Fusillade sur l'A8: l'homme était suivi pour terrorisme

Abattu par la police sur l’A8, Hakim Benladghem était connu des Français. De l’armement lourd a été retrouvé chez lui.

Fusillade sur l'A8: l'homme était suivi pour terrorisme
©Belga
L. Dup. et D. Ha.

C’est une véritable scène de Far West qui s’est produite ce mardi vers 14 h 30 sur l’autoroute A8, dans le sens Tournai-Bruxelles, à hauteur de Meslin-l’Évêque (Ath), où un gangster de 39 ans, conduisant un véhicule de grosse cylindrée, immatriculé en France, a été abattu après avoir été pris en chasse par deux véhicules de police banalisés et un échange de tirs, explique nos confrères de La Dernière Heure. L’homme était suspecté d’avoir participé à un hold-up, le 21 mars, à Anderlecht. “Les forces spéciales d’intervention de la police fédérale voulaient arrêter cette personne particulièrement connue, présentant un caractère certain de dangerosité et recherchée dans le cadre d’un dossier de grand banditisme dans l’arrondissement judiciaire de Bruxelles. Arrondissement dans lequel une instruction est ouverte” , indiquait hier soir Marie-Claude Maertens, procureur du Roi de Tournai.

“La police a fait des injonctions pour que cette personne s’arrête mais elle a continué sa route. La personne ne s’est pas arrêtée et elle a volontairement percuté un véhicule de police.” L’embardée a été inévitable. “L’individu a alors exhibé une arme, et les policiers ont réagi.” Suite à la fusillade, l’homme a été mortellement touché. Dans la carrosserie du véhicule, on a retrouvé près de dix impacts de balle.

Une instruction a été ouverte, un expert en balistique a été désigné. L’autopsie doit être réalisée ce mercredi.

La police a alors immédiatement envoyé démineurs et artificiers au domicile du forcené, suspectant que sa maison soit minée. Ce qui semblait être le cas (lire ci-contre). À l’occasion d’un point presse organisé en soirée, le parquet fédéral confirmait que l’individu est connu du grand banditisme.

D’après les informations de la Dernière Heure, le malfrat s’appellerait Hakim Benladghem. Mais dans le quartier, on l’appelait Memet. Hakim Benladghem n’était pas suivi par les services spéciaux de la police fédérale pour le seul braquage de la semaine passée – dans lequel des armes ont également été volées – mais également pour terrorisme. “Il était suivi depuis longtemps, pas uniquement pour le braquage du 21 mars”, confirme une source proche de l’affaire. Son épouse a été interpellée. Une perquisition avait d’ailleurs déjà eu lieu au domicile anderlechtois voici quelques temps. Sans succès.

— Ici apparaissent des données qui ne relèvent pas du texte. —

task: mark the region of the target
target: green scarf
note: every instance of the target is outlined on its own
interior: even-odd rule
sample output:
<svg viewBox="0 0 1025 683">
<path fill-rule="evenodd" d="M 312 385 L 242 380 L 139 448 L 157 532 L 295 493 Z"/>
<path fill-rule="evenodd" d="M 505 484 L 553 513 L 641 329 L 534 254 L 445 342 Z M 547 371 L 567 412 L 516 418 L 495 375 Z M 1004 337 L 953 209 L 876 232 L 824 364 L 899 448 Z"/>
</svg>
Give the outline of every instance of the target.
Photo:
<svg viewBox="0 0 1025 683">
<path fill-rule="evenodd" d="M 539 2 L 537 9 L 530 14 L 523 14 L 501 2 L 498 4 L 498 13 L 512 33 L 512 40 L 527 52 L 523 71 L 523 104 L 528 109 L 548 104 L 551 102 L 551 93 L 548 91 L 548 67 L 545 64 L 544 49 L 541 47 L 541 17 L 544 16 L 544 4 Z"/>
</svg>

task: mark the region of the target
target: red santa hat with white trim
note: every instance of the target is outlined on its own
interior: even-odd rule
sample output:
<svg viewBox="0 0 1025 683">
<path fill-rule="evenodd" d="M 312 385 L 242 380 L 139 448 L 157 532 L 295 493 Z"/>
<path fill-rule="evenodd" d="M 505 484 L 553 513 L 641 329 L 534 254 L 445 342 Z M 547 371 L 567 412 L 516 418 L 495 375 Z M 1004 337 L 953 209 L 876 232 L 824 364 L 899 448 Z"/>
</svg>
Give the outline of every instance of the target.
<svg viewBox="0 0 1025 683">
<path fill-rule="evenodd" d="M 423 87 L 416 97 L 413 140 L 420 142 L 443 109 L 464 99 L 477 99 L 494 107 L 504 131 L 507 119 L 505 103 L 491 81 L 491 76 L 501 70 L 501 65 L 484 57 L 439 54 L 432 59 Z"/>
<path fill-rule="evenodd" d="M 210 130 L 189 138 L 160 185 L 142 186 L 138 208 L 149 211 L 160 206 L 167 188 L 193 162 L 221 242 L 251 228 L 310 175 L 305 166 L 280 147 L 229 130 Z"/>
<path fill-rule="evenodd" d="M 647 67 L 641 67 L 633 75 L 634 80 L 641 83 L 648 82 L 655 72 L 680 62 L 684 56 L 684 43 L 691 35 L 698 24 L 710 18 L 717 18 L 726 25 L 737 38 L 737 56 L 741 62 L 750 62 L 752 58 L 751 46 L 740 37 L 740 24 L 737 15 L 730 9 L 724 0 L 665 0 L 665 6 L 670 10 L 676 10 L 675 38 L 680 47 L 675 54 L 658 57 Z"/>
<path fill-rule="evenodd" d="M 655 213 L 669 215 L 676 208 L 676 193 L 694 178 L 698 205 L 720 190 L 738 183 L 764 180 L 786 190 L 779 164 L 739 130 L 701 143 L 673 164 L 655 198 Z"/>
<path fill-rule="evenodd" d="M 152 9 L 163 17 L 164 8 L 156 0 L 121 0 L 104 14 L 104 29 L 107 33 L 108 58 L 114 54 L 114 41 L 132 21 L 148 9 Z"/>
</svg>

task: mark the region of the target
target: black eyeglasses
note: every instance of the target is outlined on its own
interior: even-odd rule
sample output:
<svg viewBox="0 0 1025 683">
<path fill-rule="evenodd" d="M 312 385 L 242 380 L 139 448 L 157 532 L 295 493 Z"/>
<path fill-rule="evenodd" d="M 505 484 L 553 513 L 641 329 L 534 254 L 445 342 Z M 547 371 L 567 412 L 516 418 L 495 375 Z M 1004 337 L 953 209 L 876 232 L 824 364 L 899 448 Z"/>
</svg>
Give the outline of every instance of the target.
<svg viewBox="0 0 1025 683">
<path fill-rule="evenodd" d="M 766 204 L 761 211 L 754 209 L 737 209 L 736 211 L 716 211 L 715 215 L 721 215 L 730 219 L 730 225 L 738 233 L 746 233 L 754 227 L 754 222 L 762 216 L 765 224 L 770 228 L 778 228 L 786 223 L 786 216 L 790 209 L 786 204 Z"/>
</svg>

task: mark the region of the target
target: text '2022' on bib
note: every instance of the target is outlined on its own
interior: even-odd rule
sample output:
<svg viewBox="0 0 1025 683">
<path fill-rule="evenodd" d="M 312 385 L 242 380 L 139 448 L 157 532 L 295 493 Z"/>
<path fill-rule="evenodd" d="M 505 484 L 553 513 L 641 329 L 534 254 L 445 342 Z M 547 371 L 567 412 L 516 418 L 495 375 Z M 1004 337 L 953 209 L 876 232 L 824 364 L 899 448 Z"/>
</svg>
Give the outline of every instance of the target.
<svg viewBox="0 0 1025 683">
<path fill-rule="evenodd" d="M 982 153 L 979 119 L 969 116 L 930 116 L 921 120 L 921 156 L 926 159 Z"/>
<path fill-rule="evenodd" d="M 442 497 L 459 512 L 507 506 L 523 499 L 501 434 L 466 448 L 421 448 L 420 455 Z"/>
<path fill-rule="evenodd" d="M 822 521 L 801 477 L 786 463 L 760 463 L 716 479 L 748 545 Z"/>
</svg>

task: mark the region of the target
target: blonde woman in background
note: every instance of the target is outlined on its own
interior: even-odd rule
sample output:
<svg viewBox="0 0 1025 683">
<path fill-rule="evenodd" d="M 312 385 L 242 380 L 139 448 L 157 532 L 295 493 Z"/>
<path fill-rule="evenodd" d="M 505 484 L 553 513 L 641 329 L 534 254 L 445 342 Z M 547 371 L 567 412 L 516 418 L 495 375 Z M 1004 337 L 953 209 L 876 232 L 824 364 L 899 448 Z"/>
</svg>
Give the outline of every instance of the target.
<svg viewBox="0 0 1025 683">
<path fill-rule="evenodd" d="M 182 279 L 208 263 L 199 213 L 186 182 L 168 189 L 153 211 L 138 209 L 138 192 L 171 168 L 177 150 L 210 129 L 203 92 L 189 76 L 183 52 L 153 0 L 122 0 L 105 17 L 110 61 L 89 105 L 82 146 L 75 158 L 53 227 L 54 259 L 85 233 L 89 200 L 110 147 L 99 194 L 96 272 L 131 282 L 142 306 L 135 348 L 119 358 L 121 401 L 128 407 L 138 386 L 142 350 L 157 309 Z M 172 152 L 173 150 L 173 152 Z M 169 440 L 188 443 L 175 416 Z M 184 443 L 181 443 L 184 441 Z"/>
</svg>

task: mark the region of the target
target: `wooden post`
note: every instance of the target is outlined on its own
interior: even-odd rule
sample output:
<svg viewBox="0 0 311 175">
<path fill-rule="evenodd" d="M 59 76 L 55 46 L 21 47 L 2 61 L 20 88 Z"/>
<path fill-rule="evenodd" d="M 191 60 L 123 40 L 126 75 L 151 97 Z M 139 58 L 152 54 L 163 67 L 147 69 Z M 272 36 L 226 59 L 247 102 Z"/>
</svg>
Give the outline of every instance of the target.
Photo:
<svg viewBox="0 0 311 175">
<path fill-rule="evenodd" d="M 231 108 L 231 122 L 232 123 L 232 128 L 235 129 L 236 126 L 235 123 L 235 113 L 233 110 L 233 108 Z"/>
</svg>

Le parquet fédéral a en effet exécuté deux commissions rogatoires, à la fin de l’année 2012, envoyées par les autorités judiciaires françaises qui suspectaient Hakim Benladghem d’association de malfaiteur à des fins de terrorisme. Cette collaboration a donné lieu à l’ouverture d’un dossier au parquet fédéral et à la création d’une équipe commune d’enquête (avec la Direction Centrale du Renseignement Intérieur français). Dès mardi soir, dans un communiqué, le ministre français de l'Intérieur Manuel Valls avait relevé "l'implication, côté français, de la Direction centrale du renseignement intérieur (DCRI)", le service chargé notamment de l'antiterrorisme, et souligné "le caractère étroit de la coopération opérationnelle franco-belge" dans ce dossier. Selon une source proche du dossier, la police française "avait repéré il y a un an des agissements inquiétants" chez cet homme vivant "depuis pas mal de temps" en Belgique. Ces agissements pouvaient laisser craindre un "projet radical" de cet "homme violent", qui présente le "profil d'un voyou" mais était aussi "connu pour son engagement islamiste".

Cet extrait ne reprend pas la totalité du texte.